Monday, August 13, 2012

Korean Connection

Anna
BUKHARA, UZBEKISTAN Fifty kilometers from Bukhara, Anna, a young Korean lady showed me around an animal reserve, where gazelles, and near extinct wild horses and donkeys graze freely. She told me how it is a Korean now lives in Uzbekistan. “My grandparents were among several hundred thousand Koreans who were forcibly relocated from the Vladivostok region in eastern Siberia to Uzbekistan in 1937. They were given only a few minutes notice before being herded into cattle cars. The journey took four to six months. The Russians didn’t want anyone to know that they were being relocated so they never stopped in towns, but in the countryside, where they would camp for a few days before moving on.
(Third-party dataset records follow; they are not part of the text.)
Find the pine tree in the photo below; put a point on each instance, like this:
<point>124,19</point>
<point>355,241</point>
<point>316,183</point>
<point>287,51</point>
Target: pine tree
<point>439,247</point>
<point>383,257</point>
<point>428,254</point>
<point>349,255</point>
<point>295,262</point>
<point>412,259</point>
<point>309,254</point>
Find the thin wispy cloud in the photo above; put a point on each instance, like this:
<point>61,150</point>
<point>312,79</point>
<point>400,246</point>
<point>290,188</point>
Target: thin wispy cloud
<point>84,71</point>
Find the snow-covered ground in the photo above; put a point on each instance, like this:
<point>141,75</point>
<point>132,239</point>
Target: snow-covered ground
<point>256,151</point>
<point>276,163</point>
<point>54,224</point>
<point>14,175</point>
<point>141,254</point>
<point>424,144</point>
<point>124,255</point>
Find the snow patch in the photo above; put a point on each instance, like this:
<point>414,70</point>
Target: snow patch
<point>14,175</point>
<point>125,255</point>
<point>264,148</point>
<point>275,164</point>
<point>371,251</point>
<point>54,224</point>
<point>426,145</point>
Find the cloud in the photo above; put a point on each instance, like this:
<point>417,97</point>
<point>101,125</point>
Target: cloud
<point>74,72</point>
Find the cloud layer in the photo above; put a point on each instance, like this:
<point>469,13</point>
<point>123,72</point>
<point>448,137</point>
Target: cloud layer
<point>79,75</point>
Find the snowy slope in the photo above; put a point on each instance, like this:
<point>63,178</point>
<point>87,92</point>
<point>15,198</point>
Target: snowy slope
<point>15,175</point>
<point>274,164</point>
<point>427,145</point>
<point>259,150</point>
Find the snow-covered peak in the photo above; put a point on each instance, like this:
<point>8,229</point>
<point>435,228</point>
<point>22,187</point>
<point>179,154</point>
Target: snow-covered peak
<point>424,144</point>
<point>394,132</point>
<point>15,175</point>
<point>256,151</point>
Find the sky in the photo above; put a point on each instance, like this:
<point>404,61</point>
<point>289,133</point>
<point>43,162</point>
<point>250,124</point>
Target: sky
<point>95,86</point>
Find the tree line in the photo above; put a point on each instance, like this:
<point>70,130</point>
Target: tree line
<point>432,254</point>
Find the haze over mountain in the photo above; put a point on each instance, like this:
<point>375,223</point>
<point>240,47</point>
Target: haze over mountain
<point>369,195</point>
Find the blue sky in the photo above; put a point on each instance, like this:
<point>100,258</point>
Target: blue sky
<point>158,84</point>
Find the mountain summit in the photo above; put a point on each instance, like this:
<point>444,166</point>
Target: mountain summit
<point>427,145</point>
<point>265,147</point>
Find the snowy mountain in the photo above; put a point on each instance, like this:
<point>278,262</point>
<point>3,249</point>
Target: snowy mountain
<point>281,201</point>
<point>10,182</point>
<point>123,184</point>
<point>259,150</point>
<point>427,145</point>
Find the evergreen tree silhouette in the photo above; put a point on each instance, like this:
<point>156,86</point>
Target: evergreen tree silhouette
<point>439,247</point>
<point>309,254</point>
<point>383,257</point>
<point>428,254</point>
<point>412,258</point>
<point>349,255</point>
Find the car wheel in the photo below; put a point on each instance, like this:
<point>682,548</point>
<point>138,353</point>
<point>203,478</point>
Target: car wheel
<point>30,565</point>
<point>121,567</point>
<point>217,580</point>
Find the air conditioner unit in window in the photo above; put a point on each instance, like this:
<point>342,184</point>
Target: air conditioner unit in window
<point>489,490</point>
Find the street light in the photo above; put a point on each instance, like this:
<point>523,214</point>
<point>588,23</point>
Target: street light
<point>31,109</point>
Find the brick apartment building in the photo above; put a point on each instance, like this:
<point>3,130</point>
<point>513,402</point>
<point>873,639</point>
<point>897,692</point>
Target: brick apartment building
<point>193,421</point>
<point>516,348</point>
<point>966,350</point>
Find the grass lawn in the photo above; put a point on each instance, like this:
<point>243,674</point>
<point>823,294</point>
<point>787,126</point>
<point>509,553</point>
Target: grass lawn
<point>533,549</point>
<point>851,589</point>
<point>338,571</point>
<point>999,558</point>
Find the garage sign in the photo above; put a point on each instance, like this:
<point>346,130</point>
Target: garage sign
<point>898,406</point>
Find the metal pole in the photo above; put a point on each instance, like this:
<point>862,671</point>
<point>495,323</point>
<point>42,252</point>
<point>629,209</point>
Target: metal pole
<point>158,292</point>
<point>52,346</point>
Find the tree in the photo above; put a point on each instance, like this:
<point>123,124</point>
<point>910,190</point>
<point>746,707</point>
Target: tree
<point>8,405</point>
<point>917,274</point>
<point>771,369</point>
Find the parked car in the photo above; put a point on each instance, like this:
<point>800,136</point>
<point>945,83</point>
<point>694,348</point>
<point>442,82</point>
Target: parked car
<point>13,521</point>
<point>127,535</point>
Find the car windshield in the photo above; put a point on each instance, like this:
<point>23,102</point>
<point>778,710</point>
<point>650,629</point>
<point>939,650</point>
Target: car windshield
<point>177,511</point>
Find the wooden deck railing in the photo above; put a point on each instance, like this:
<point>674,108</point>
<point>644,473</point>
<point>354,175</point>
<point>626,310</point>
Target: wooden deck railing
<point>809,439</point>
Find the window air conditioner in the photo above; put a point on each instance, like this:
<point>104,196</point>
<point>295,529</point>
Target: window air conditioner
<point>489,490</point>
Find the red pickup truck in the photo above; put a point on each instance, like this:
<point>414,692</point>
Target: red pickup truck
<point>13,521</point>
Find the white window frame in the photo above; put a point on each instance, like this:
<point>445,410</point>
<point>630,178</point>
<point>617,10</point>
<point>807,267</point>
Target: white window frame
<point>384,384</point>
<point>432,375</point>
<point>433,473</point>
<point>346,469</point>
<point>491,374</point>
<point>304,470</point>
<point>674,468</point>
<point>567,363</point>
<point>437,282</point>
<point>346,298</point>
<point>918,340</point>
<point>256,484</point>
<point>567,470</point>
Along the way, they were forced to take on Russian names and disown their former cultural and religious practices. Koreans now live in several villages here. My village is 90% Korean. We speak Russian. I don’t know Korean. Although we sort of practice a form of Shamanism, we’ve lost all our ties to our former traditions. But we’re also happy here now. The Uzbekistan people have accepted us and the younger Korean generation is rehabilitating the traditions of our past. Personally, I like living and raising my family here — wouldn’t want to live any place else.” I offered to tip Anna for her services, but she exclaimed, embarrassed, “No, this is not America!”